Another limitation is that enrolment was lower than the planned sample size. Time and resource constraints led us to close the study after including 500 participants in 6 clinics instead of 750 participants in 10 clinics in the FB group, and 200 participants in 2 clinics instead of 250 in 3 clinics in the EUC group. The smaller than planned sample size might be an explanation for the lack of statistically significant association between treatment group and depression or anxiety. All associations between treatment group and mental health were in the same direction, suggesting fewer mental health symptoms in the FB group.

Viral non-suppression was less prevalent than anticipated which limited our power to detect a difference between groups at follow-up. Baseline prevalence of viral non-suppression was 13.8%, which is similar to the 14.5% non-suppression found in a population-based survey conducted in Zimbabwe [25]. We had expected that a sample with CMD symptoms would have higher baseline viral non-suppression but this was not the case.

Other limitations include the difference in follow-up time between treatment groups and the lack of data on eligibility during the last three months of recruitment. These differences in follow-up duration occurred because of logistic challenges to data collection. The median follow-up was two months longer in the EUC group than the FB group, giving the EUC group a longer period at risk in which to develop viral non-suppression. This might have led to an underestimation of the effect of treatment on viral non-suppression. In the sensitivity analysis restricted to participants who were followed up within 8 months after enrolment, we found a slight increase in the reduction of the proportion of participants at FB clinics with viral non-suppression as compared to the EUC clinics (-7.3% in the main analysis and -8.1% in the subgroup analysis). The original study design specified 6 months’ follow-up. However, only 7 (4.1%) EUC participants were followed up within 6 months, so a restriction at 8 months was used to permit a comparison between groups controlling to some extent for follow-up time.

Implications for research and public health

We found evidence that the FB helped PLWH to maintain viral suppression, and to have better mental health. It is vitally important to improve integration of mental health care into primary care for people living with HIV in countries with high HIV burden [35]. More research is needed to understand how to improve viral suppression in PLWH with co-morbid CMD. For instance, using problem-solving therapy to help address barriers to adherence to ART, as well as to tackle depression could improve both mental health and viral suppression in PLWH who are virally unsuppressed. An RCT is currently underway to test this question, in Zimbabwe [36]. This is of public health importance, as viral suppression plays a crucial role in ending the HIV pandemic. Additionally, research is needed to understand which types of CMD in PLWH are most likely to respond to the FB intervention. Qualitative research should be conducted, to deepen the understanding of adherence behaviour in those living with HIV who have CMD, and to explore understand the needs of counsellors in supporting people with adherence difficulties [3].


People living with co-morbid HIV and common mental disorders can benefit from a low-cost mental health intervention to improve mental health outcomes and maintain viral suppression.

Supporting information

S1 Table. Associations between baseline characteristics and treatment group (exposure) or viral non-suppression at endline (outcome) presented as ORs with corresponding p-values from individual-level logistic regression analyses.


S2 Table.
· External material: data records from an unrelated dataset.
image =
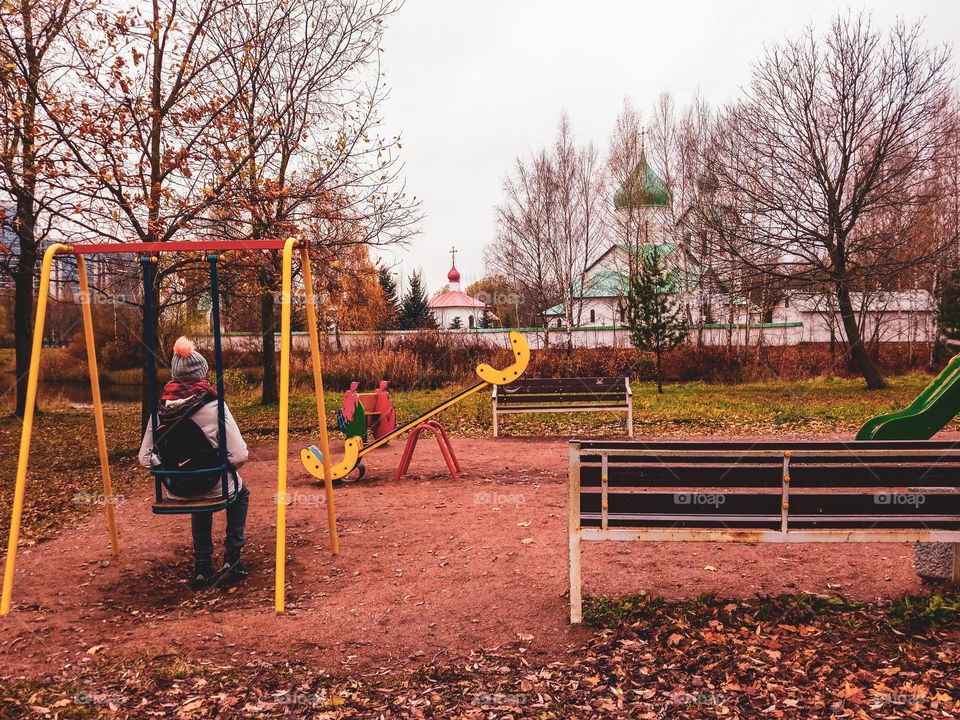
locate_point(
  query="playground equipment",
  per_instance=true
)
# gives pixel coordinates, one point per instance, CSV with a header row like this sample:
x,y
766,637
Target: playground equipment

Associations between baseline characteristics and completeness of viral load (VL) data presented as ORs with corresponding p-values from individual-level logistic regression analyses.
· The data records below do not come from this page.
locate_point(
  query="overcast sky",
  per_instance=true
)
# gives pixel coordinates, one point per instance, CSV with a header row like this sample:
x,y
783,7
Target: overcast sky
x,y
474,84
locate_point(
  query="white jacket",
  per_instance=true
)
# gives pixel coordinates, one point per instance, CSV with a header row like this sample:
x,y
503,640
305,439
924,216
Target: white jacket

We would like to acknowledge the City of Harare clinics staff to support the study with patient recruitment, giving access to clinical data records and supporting the collection of blood samples to measure viral load. We also would like to thank the research assistants Nyaradzo Goba, Tichaona Gumunyu, Thembile Gola, and Portia Chiuyu for their support in data collection and coordination of follow-up visits of the patients.